Dr. Gregg Alexander is a grunt-in-the-trenches pediatrician and geek. His personal manifesto home page…er..blog…yeh, that’s it, his blog – and he – can be reached throughhttp://madisonpediatric.com or doc@madisonpediatric.com.

Comments 2
  • I’m sure Gregg understands that Evan Steele is taking a contrarian position re EHRs because his product supports the ongoing use of paper as the MD’s primary tool for interacting with an “electronic” health record. Will that get us to interoperability and meaningful exchange of clinical data among providers and with patients? Hard to see how those dots connect!

  • Cowgirl, I think Evan’s years (nearly a decade) helping run his brother’s pediatric ophthalmology practice helped him understand that operations and workflow are, at best, difficult to manage optimally for any physician. Be it PDF/H or any other interim step toward helping clinicians move toward digital data management while maintaining daily operations (i.e., seeing the volume of patients necessary,) I’m a fan.

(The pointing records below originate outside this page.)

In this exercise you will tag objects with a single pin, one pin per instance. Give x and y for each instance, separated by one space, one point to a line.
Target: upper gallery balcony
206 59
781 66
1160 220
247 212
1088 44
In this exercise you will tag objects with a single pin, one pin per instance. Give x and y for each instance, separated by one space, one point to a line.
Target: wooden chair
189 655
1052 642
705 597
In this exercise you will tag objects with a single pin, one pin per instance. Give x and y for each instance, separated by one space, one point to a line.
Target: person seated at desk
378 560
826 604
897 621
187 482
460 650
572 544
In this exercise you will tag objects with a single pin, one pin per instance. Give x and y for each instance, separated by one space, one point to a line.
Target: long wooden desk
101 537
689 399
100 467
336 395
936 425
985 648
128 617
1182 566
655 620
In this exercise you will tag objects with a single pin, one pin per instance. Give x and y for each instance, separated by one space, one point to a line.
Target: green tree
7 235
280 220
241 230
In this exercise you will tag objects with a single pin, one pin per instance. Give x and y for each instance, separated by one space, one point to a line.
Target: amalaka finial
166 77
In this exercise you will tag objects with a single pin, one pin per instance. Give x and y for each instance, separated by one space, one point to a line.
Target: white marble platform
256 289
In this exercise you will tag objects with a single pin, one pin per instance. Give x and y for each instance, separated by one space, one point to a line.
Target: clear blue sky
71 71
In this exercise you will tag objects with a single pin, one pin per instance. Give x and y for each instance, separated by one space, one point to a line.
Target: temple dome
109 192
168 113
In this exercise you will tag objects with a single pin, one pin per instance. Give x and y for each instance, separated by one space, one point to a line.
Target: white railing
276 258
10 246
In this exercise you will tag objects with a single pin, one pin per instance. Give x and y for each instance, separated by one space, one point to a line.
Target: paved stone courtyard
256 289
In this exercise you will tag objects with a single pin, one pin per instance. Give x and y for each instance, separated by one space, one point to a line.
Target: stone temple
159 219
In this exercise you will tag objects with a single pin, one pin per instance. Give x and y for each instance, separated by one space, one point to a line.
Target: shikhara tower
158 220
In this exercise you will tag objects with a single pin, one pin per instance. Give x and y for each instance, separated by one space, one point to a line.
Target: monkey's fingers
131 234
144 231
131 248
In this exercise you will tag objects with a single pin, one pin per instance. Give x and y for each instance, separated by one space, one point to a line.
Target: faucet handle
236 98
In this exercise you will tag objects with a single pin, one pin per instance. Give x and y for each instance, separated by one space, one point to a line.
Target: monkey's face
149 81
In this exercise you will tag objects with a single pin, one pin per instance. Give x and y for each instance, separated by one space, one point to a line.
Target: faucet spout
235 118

    Being a doc is tough enough these days. Adding a complete workflow overhaul onto my less geek-oriented colleagues’ To Do lists seems counterintuitive. Helping them take steps in the right direction, even if not as fully byte-based as I’d prefer, seems much more likely to eventually achieve the end goals of interoperability and meaningful exchange of clinical data you and I both desire.